The Tyranny of Busyness

It was many years ago that I first became aware of the tyranny of busyness. I was a missionary sitting at lunch in Mission HQ in Jos, Nigeria. Several other missionaries were in the room. Before very long I noticed a theme had settled among us.  Everyone seemed to want everyone else to know just how busy they were and how they were engaged in a multitude of tasks.


This is not to criticize their ministry nor the value of their work. They were all faithful Christian servants. Many of them put me to shame by their zeal. But it was the focus of their lives that perturbed me. Their work was important to them but it was also a badge of honor which they felt compelled to display for all to see.

Some years later, in a Presbytery meeting, once again the tyranny of business reared its ugly head, as I listened attentively to a catalog of just how busy my fellow ministers at the table were. Everyone seemed compelled to make sure that their lives were so full of things, of duties, and activities, that there was little room for leisure, for family, or for spiritual devotion and development. Life had become a whirlwind and they were being swept off their feet, or so it seemed.

I remember how the tyranny of busyness has entrapped me at different periods of my life. Often I have found prayer and the study of the Word squeezed out as I have rushed from duty to duty, always believing that my “doing” was more important than my “being.”

It was when I came to grips with the truth that the Lord would have me “be still and know that I am God,” that I returned to reality. I was no use to Him if I could not dwell deeply in Him, if He was not my primary focus. I was consumed in serving Him, when He was calling me, gently, to be consumed with Him – to seek first His Kingdom, and allow Him to add all the other things to me in His own way and in His own time.

Pilkington of Uganda was an ineffective missionary in his early days. He worked like a slave, learning a difficult language, relating to a resistant people, tiring himself endlessly and endangering his health almost to the point at which he would need repatriation to Britain if he continued on.
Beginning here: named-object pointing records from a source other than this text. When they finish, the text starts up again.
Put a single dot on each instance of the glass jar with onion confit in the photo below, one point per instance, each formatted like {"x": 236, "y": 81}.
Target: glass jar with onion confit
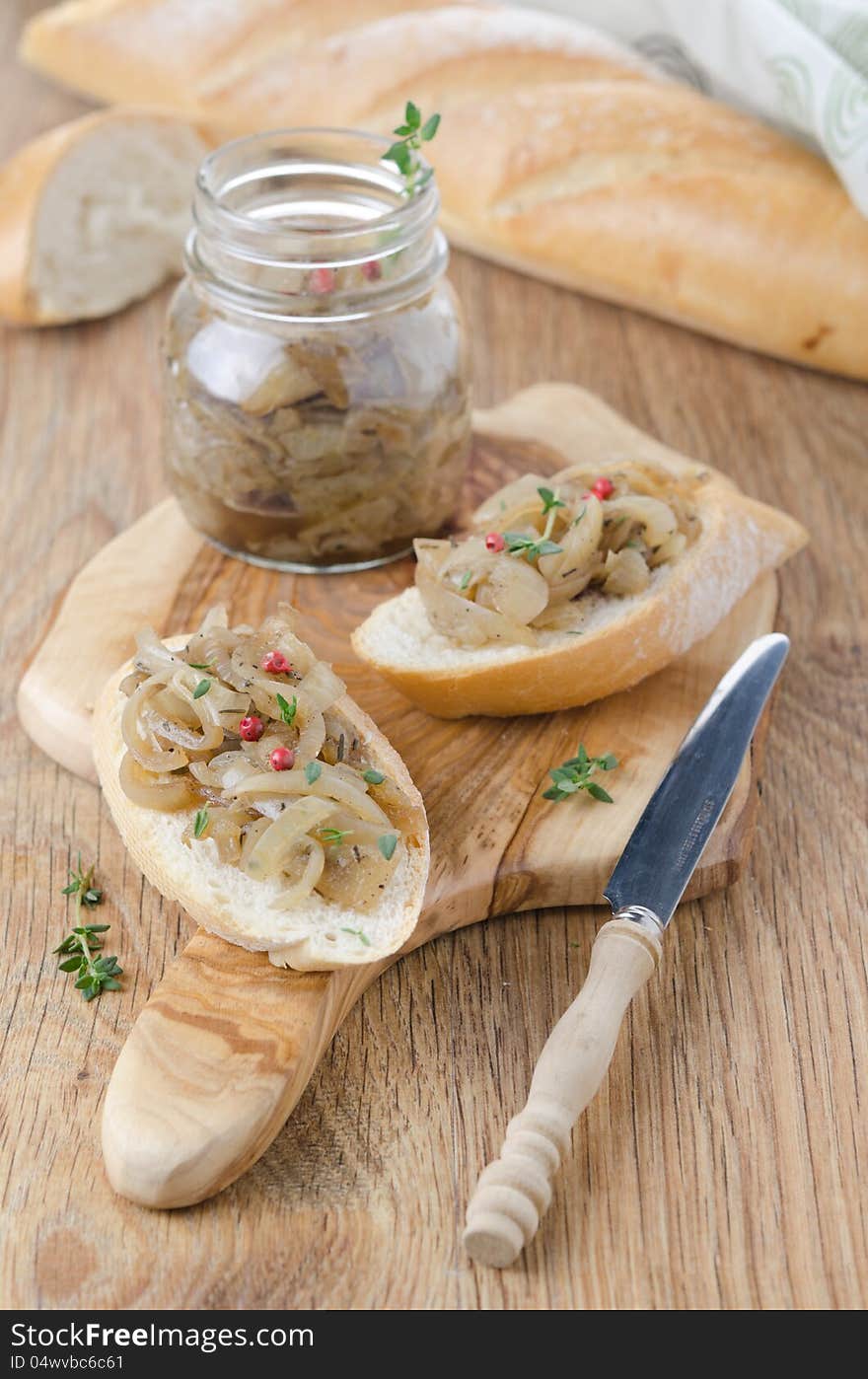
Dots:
{"x": 318, "y": 411}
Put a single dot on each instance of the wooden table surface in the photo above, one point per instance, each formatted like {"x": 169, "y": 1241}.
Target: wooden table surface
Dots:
{"x": 722, "y": 1166}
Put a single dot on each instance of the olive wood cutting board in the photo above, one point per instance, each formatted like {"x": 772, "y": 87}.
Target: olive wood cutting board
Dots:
{"x": 227, "y": 1043}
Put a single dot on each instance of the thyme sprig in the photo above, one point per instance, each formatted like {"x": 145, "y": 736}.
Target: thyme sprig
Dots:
{"x": 96, "y": 974}
{"x": 577, "y": 773}
{"x": 404, "y": 153}
{"x": 358, "y": 934}
{"x": 287, "y": 710}
{"x": 530, "y": 546}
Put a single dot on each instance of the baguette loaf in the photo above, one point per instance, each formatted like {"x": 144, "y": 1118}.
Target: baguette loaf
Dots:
{"x": 560, "y": 153}
{"x": 314, "y": 935}
{"x": 93, "y": 214}
{"x": 435, "y": 57}
{"x": 622, "y": 638}
{"x": 660, "y": 199}
{"x": 174, "y": 51}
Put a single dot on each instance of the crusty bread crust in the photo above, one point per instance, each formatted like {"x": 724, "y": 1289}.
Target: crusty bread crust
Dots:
{"x": 737, "y": 543}
{"x": 659, "y": 199}
{"x": 235, "y": 907}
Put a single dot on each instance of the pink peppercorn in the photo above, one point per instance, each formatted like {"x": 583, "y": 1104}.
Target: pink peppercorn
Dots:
{"x": 604, "y": 488}
{"x": 275, "y": 664}
{"x": 324, "y": 280}
{"x": 282, "y": 759}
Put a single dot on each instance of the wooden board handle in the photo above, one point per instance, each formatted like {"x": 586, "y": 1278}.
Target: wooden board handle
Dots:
{"x": 514, "y": 1192}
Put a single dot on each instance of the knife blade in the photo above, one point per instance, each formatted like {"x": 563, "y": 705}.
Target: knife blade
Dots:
{"x": 643, "y": 891}
{"x": 678, "y": 821}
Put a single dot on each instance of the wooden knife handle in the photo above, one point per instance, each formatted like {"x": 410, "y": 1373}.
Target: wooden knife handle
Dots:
{"x": 514, "y": 1192}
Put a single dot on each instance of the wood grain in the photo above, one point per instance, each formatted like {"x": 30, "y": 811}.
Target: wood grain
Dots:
{"x": 722, "y": 1166}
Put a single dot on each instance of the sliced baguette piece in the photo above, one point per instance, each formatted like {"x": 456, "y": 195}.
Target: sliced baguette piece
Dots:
{"x": 624, "y": 638}
{"x": 224, "y": 900}
{"x": 93, "y": 214}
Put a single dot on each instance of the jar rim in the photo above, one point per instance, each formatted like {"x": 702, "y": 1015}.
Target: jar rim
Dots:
{"x": 406, "y": 217}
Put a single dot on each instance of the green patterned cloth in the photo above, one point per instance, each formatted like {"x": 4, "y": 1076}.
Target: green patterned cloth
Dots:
{"x": 798, "y": 64}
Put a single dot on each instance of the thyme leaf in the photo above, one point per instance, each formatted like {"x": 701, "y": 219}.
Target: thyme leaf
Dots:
{"x": 577, "y": 773}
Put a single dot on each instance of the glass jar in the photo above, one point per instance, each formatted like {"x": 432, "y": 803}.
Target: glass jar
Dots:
{"x": 318, "y": 409}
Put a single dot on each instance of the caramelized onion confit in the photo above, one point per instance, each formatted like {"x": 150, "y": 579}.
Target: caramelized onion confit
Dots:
{"x": 332, "y": 824}
{"x": 539, "y": 544}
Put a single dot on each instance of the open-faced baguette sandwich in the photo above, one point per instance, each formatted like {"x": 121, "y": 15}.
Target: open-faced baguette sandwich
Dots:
{"x": 250, "y": 789}
{"x": 573, "y": 586}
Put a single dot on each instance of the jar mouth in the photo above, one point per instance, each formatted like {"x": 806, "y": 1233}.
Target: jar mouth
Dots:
{"x": 312, "y": 224}
{"x": 308, "y": 194}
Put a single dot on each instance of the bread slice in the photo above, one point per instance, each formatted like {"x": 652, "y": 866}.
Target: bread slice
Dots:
{"x": 93, "y": 214}
{"x": 224, "y": 900}
{"x": 624, "y": 638}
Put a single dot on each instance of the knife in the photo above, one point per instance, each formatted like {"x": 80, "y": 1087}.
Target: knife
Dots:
{"x": 643, "y": 891}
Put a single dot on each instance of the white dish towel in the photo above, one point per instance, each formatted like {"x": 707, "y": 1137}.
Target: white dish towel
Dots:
{"x": 798, "y": 64}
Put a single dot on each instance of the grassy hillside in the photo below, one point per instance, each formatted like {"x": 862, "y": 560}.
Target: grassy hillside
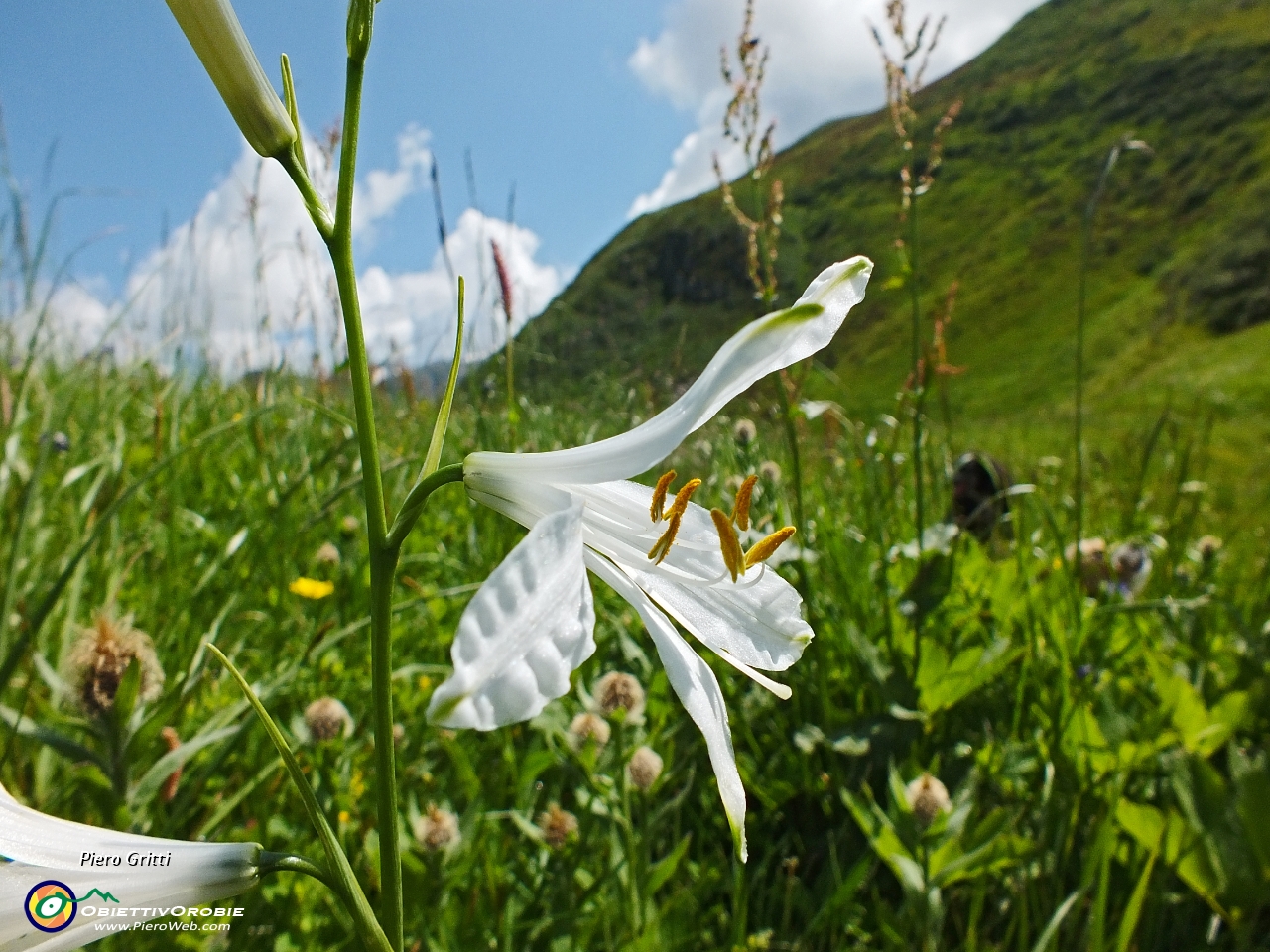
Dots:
{"x": 1180, "y": 261}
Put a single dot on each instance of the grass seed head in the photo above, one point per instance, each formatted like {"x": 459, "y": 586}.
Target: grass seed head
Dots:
{"x": 1207, "y": 547}
{"x": 928, "y": 798}
{"x": 585, "y": 728}
{"x": 1132, "y": 566}
{"x": 620, "y": 692}
{"x": 437, "y": 829}
{"x": 326, "y": 555}
{"x": 644, "y": 767}
{"x": 1092, "y": 567}
{"x": 326, "y": 719}
{"x": 558, "y": 825}
{"x": 100, "y": 657}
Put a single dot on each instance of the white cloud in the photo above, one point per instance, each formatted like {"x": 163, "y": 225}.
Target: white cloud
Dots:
{"x": 380, "y": 190}
{"x": 824, "y": 64}
{"x": 246, "y": 282}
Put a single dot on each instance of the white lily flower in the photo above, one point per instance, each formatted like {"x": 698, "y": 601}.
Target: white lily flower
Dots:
{"x": 60, "y": 879}
{"x": 530, "y": 625}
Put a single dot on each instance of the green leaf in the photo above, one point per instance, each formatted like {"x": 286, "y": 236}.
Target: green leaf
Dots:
{"x": 1133, "y": 911}
{"x": 1180, "y": 846}
{"x": 1055, "y": 921}
{"x": 942, "y": 684}
{"x": 665, "y": 869}
{"x": 885, "y": 842}
{"x": 340, "y": 871}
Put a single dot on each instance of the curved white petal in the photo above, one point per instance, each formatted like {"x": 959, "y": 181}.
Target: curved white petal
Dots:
{"x": 760, "y": 348}
{"x": 760, "y": 624}
{"x": 526, "y": 630}
{"x": 756, "y": 620}
{"x": 36, "y": 848}
{"x": 698, "y": 690}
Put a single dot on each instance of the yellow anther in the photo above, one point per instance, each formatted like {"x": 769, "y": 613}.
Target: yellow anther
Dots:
{"x": 740, "y": 508}
{"x": 662, "y": 547}
{"x": 681, "y": 498}
{"x": 731, "y": 553}
{"x": 766, "y": 547}
{"x": 658, "y": 507}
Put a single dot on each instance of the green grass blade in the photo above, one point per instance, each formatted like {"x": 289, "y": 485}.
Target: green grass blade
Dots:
{"x": 1056, "y": 920}
{"x": 372, "y": 936}
{"x": 439, "y": 431}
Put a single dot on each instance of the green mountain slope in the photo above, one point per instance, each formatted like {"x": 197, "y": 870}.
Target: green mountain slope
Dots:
{"x": 1182, "y": 258}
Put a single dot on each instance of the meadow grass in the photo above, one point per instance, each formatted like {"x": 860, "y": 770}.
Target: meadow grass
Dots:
{"x": 1042, "y": 737}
An older and wiser missionary suggested that he take a few days off, go to an island on Lake Victoria, live alone, and be shut in with God.

It was there that he finally understood that he served the living God. Before anything else was allowed to take first place, this truth must be paramount. There he entered into a transaction with God that never left him. He wrote in his diary “no longer I but Christ.” He returned to the mainland refreshed and resolved that Jesus would be the focus of his life, “the Author and Finisher of his faith.”

And so it was that Pilkington, whose biography reveals an amazing life of service, became probably the most effective individual missionary in Uganda in his day. The tyranny of busyness was set aside. He continued to work hard but he knew where his priorities lay. Best of all, he knew joy in the service of the King!